The delay window is the core security feature.
2. Queue Flooding
An attacker with a timelocked role could flood the queue with many operations, making it difficult for defenders to identify malicious operations.
Implementations can enforce rate limiting (e.g., maximum pending operations per role per account).
3. Front-Running Cancels
A defender sees a malicious OperationScheduled event and calls cancelOperation. The attacker front-runs the cancel with another scheduleOperation of the same operation, resetting the schedule.
Since rescheduling overwrites the previous entry and resets the delay, this attack merely restarts the delay window. The defender can cancel again. Implementations can enforce a cooldown period between rescheduling and cancellation to further mitigate this.
4. Role Renouncement During Pending Operations
An attacker schedules an operation, then renounces the role to make tracking harder.
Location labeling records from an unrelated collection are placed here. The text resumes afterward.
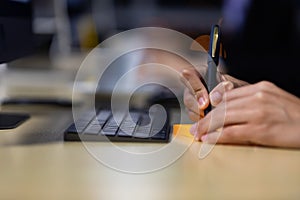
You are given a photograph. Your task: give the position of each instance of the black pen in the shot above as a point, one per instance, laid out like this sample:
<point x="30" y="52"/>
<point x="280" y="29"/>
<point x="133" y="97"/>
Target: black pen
<point x="212" y="61"/>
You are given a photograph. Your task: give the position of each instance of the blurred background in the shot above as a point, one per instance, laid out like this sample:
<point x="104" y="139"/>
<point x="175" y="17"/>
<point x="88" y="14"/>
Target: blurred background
<point x="67" y="30"/>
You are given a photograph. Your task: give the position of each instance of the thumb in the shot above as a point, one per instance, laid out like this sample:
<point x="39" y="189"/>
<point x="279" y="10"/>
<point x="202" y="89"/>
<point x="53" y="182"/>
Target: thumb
<point x="216" y="95"/>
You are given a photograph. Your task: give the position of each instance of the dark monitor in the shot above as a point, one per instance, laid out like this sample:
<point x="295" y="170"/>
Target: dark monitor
<point x="16" y="40"/>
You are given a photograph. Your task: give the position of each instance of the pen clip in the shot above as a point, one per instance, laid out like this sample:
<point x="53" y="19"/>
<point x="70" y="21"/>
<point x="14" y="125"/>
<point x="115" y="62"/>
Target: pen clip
<point x="214" y="46"/>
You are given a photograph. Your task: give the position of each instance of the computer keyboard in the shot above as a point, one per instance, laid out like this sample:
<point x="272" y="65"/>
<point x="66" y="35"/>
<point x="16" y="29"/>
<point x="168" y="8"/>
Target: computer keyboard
<point x="134" y="127"/>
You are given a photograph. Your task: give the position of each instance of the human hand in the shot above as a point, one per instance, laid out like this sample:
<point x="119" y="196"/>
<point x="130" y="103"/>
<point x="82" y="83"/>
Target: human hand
<point x="261" y="114"/>
<point x="196" y="97"/>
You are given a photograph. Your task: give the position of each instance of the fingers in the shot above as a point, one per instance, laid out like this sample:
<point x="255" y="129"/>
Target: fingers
<point x="196" y="87"/>
<point x="217" y="93"/>
<point x="192" y="105"/>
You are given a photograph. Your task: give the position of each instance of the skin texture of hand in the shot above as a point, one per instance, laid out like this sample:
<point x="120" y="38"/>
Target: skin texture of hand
<point x="261" y="114"/>
<point x="196" y="98"/>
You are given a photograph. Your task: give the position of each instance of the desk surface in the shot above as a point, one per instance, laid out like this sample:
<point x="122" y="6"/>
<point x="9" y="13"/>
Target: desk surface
<point x="65" y="170"/>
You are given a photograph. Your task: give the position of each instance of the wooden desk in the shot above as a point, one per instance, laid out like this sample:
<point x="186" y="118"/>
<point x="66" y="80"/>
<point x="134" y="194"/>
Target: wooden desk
<point x="65" y="170"/>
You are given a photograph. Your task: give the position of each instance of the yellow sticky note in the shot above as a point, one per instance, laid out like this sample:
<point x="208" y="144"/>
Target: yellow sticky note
<point x="182" y="129"/>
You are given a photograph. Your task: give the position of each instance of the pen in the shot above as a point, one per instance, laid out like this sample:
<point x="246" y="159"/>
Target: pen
<point x="212" y="61"/>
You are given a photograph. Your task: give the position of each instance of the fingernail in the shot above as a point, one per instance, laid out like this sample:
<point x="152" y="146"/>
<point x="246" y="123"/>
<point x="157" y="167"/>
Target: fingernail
<point x="215" y="97"/>
<point x="201" y="101"/>
<point x="193" y="129"/>
<point x="228" y="86"/>
<point x="204" y="138"/>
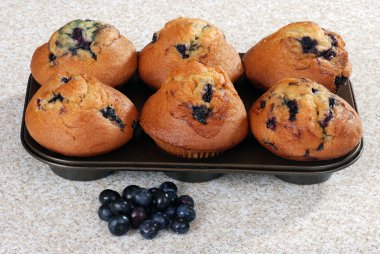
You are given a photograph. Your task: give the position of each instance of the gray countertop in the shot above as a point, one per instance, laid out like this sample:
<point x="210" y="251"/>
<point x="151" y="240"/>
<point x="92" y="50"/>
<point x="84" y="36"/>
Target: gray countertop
<point x="43" y="213"/>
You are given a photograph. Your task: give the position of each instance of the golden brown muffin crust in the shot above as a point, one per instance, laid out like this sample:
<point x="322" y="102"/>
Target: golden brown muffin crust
<point x="300" y="119"/>
<point x="300" y="49"/>
<point x="86" y="46"/>
<point x="183" y="40"/>
<point x="196" y="109"/>
<point x="80" y="116"/>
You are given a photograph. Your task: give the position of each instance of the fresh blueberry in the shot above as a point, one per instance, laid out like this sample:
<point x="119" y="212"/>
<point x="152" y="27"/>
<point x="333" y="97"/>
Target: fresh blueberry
<point x="153" y="190"/>
<point x="169" y="186"/>
<point x="150" y="210"/>
<point x="129" y="193"/>
<point x="186" y="212"/>
<point x="161" y="200"/>
<point x="201" y="113"/>
<point x="149" y="229"/>
<point x="142" y="197"/>
<point x="138" y="215"/>
<point x="107" y="196"/>
<point x="105" y="212"/>
<point x="186" y="200"/>
<point x="52" y="57"/>
<point x="271" y="123"/>
<point x="171" y="211"/>
<point x="118" y="225"/>
<point x="293" y="109"/>
<point x="172" y="197"/>
<point x="120" y="206"/>
<point x="180" y="226"/>
<point x="207" y="93"/>
<point x="161" y="219"/>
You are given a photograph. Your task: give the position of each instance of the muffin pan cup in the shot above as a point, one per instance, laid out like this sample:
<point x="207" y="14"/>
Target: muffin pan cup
<point x="142" y="154"/>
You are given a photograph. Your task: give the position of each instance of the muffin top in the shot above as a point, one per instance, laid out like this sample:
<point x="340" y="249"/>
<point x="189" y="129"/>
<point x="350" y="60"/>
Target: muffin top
<point x="195" y="102"/>
<point x="300" y="49"/>
<point x="75" y="98"/>
<point x="301" y="119"/>
<point x="183" y="40"/>
<point x="189" y="38"/>
<point x="82" y="38"/>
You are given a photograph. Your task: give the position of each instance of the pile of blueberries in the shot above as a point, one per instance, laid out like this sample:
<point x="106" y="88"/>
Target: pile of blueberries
<point x="150" y="210"/>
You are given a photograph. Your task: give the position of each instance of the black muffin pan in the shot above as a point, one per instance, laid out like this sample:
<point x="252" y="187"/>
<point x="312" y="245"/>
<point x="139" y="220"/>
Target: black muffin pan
<point x="142" y="154"/>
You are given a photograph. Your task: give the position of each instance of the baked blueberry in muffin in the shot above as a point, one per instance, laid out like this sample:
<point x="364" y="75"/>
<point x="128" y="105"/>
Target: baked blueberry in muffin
<point x="301" y="49"/>
<point x="77" y="115"/>
<point x="86" y="46"/>
<point x="183" y="40"/>
<point x="300" y="119"/>
<point x="197" y="112"/>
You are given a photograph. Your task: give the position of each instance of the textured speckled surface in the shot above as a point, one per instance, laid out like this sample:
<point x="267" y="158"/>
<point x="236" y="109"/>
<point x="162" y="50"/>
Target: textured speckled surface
<point x="43" y="213"/>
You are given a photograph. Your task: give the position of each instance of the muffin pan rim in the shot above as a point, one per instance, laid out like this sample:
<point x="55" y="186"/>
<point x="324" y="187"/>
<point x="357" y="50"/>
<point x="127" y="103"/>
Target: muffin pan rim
<point x="186" y="165"/>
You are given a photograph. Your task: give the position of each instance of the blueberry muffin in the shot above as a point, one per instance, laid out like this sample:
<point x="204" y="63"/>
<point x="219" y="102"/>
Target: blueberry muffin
<point x="299" y="119"/>
<point x="77" y="115"/>
<point x="89" y="47"/>
<point x="197" y="112"/>
<point x="183" y="40"/>
<point x="301" y="49"/>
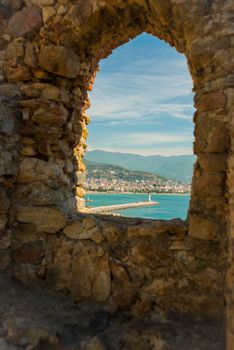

The implementation tracks the initiator separately from current role holders. Pending operations remain associated with the original scheduling account regardless of role changes.
5. Cancellation DoS
Any account with cancellation authority, whether the initiator, a privileged role holder, or another designated canceller, could systematically cancel legitimate operations, effectively denying service to role holders. This is an inherent risk of any centralized cancellation authority.
Mitigations:
- Accounts granted cancellation authority over other accounts’ operations are recommended to use multisig wallets.
- If the cancellation authority is itself a timelocked role, its own delay should be the longest among all roles it can affect.
- Optional emergency freeze extensions provide a separate intervention mechanism independent of cancellation authority.
- Implementations may log cancellation events and enforce cancellation rate limits.